It’s a texting contest! It’s a text-message marketing campaign! Once again, handset maker LG is holding its U.S. National Texting Championship–and the competition is a study in SMS, or text-message, marketing.
The fourth annual LG U.S. National Texting Championship will test each player’s texting speed, accuracy, and dexterity when the Final Four contestants face off for three days in mid-September in New York City. The winner gets $100,000 after proving herself/himself in challenges like typing phrases on LG handsets exactly as they appear on LG plasma screens, while distracted by blind folds, the complexity of the phrases, and marathon game play.
To get to NYC, contestants must take part in LG’s various SMS campaigns. It’s a great opportunity for LG, and other companies involved with putting on the contest, to interact with consumers while adding to their database of opt-in contacts–fueling further interaction and relations between marketer and consumer.

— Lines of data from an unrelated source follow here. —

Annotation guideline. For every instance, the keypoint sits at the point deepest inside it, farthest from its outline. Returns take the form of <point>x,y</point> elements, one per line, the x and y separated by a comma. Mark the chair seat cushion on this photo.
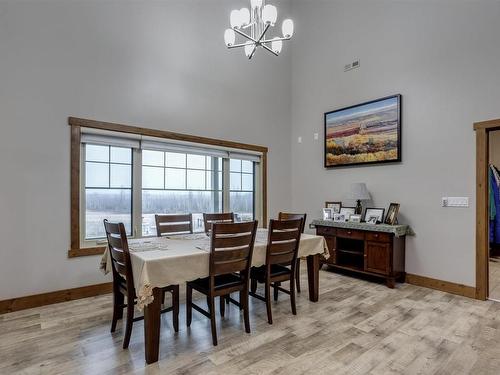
<point>259,273</point>
<point>221,282</point>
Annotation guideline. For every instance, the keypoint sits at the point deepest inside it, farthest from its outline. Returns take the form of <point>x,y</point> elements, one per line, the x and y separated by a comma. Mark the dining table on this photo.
<point>173,260</point>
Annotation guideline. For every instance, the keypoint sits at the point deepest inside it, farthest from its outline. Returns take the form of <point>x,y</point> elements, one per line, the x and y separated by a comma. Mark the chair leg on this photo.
<point>175,305</point>
<point>297,275</point>
<point>253,285</point>
<point>130,321</point>
<point>292,295</point>
<point>244,304</point>
<point>268,302</point>
<point>118,299</point>
<point>242,297</point>
<point>189,307</point>
<point>222,305</point>
<point>212,319</point>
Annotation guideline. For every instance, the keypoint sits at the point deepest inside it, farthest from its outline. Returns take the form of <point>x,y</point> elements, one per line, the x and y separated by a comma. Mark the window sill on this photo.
<point>86,251</point>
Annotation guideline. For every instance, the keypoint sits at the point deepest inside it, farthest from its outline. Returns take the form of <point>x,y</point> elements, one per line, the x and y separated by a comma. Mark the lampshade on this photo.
<point>249,49</point>
<point>244,16</point>
<point>229,37</point>
<point>256,3</point>
<point>359,191</point>
<point>235,19</point>
<point>269,14</point>
<point>287,28</point>
<point>276,45</point>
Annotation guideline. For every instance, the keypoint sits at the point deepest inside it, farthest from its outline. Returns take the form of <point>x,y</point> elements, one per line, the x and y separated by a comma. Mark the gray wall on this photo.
<point>443,57</point>
<point>158,64</point>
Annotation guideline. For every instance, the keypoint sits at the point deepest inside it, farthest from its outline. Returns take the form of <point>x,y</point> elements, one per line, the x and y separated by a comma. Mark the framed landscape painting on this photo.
<point>367,133</point>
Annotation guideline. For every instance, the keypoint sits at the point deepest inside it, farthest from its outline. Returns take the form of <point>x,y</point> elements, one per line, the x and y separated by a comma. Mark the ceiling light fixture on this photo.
<point>256,22</point>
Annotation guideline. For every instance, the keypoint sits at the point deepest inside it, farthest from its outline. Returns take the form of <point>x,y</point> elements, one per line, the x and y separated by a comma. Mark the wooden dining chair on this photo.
<point>174,224</point>
<point>231,252</point>
<point>281,252</point>
<point>123,282</point>
<point>290,216</point>
<point>221,217</point>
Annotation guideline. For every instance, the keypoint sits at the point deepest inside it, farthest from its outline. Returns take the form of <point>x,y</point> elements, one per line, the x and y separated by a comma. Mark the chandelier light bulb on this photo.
<point>287,28</point>
<point>276,45</point>
<point>269,14</point>
<point>244,16</point>
<point>256,3</point>
<point>248,49</point>
<point>235,19</point>
<point>229,37</point>
<point>250,29</point>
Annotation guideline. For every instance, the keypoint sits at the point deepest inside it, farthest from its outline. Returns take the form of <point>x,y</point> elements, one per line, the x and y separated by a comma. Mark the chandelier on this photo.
<point>256,23</point>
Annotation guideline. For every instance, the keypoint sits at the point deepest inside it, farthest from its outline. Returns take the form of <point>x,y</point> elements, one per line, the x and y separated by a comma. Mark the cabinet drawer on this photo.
<point>326,231</point>
<point>377,236</point>
<point>350,233</point>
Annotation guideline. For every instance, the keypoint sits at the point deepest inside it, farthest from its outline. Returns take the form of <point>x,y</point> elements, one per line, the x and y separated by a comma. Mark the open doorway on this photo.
<point>494,215</point>
<point>486,139</point>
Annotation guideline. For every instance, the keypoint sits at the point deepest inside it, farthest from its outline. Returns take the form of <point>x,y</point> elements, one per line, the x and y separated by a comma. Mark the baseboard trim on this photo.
<point>444,286</point>
<point>37,300</point>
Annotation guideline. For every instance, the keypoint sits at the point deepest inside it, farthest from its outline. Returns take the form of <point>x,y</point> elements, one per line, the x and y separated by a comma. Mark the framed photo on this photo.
<point>367,133</point>
<point>336,206</point>
<point>374,215</point>
<point>355,218</point>
<point>347,211</point>
<point>392,214</point>
<point>327,214</point>
<point>339,218</point>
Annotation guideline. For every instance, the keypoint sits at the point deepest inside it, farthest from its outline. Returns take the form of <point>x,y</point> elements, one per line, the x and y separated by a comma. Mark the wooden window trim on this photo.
<point>78,123</point>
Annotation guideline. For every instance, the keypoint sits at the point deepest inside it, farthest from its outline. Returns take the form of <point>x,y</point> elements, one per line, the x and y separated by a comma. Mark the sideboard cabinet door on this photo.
<point>378,257</point>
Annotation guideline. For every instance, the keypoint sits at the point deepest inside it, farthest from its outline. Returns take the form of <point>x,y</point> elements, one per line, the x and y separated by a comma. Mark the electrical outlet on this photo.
<point>353,65</point>
<point>455,201</point>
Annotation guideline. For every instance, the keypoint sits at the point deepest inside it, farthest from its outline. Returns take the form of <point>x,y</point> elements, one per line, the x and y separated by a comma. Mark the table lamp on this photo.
<point>359,192</point>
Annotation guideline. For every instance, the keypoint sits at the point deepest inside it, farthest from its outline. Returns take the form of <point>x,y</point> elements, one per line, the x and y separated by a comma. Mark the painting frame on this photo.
<point>336,206</point>
<point>399,150</point>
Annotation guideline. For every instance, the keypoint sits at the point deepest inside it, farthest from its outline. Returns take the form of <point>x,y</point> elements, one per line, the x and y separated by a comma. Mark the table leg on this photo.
<point>313,277</point>
<point>152,327</point>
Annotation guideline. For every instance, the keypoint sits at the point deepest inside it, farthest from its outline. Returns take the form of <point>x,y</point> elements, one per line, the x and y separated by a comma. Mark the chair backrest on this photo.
<point>283,242</point>
<point>290,216</point>
<point>119,251</point>
<point>209,219</point>
<point>231,247</point>
<point>173,224</point>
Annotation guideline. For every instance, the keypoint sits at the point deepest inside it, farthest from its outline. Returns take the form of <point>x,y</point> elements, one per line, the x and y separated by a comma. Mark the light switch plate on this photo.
<point>455,201</point>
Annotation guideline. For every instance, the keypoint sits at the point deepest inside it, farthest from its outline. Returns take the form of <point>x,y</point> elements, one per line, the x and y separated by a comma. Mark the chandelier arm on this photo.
<point>269,49</point>
<point>273,40</point>
<point>263,33</point>
<point>237,45</point>
<point>245,35</point>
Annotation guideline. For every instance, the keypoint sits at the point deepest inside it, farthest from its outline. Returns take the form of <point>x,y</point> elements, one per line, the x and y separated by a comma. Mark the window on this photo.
<point>242,192</point>
<point>129,177</point>
<point>178,183</point>
<point>108,188</point>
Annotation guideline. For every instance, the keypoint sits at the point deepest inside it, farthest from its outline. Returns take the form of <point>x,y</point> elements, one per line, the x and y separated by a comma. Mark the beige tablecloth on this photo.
<point>162,261</point>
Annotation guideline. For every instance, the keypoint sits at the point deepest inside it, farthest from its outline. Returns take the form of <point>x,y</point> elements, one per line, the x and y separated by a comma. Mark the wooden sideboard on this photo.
<point>369,252</point>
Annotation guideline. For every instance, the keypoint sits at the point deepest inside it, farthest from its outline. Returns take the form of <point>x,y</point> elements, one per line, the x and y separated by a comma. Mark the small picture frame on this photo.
<point>339,218</point>
<point>355,218</point>
<point>374,215</point>
<point>392,214</point>
<point>336,206</point>
<point>347,211</point>
<point>327,214</point>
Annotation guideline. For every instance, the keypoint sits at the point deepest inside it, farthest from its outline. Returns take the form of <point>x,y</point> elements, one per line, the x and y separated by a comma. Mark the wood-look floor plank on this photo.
<point>357,327</point>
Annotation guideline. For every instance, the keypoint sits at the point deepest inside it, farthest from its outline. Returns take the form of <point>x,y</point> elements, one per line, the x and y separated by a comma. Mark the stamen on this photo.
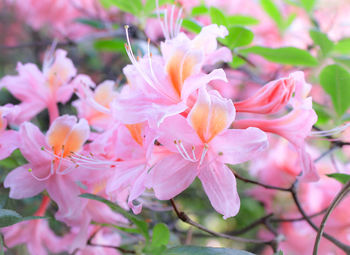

The phone maker has already started running commercials on MTV enticing entrants to text game-play phrases to designated short codes. During certain weeks leading up to the Final Four challenge, Wild Card participants will receive a text with a short phrase and the first person to reply with the exact phrase (spelling and punctuation count) will qualify for the Online Finals. Wild Card Week dates and times are a surprise–so hopefuls must text “LG” to 28683 to sign up for game play alerts.
Sure, there are other aspects to the competition, like weekly tournaments on Facebook and challenges during stops on a concert tour called the Bamboozle Road Show. But the SMS campaign aspect really capitalizes on participants’ love of texting, and preference to communicate via that medium.
My only question? Whether questions of equality between contestants using traditional phone keypads and those using QWERTY (LG brags being a “leader in QWERTY devices”) will create Olympic skating-like controversy.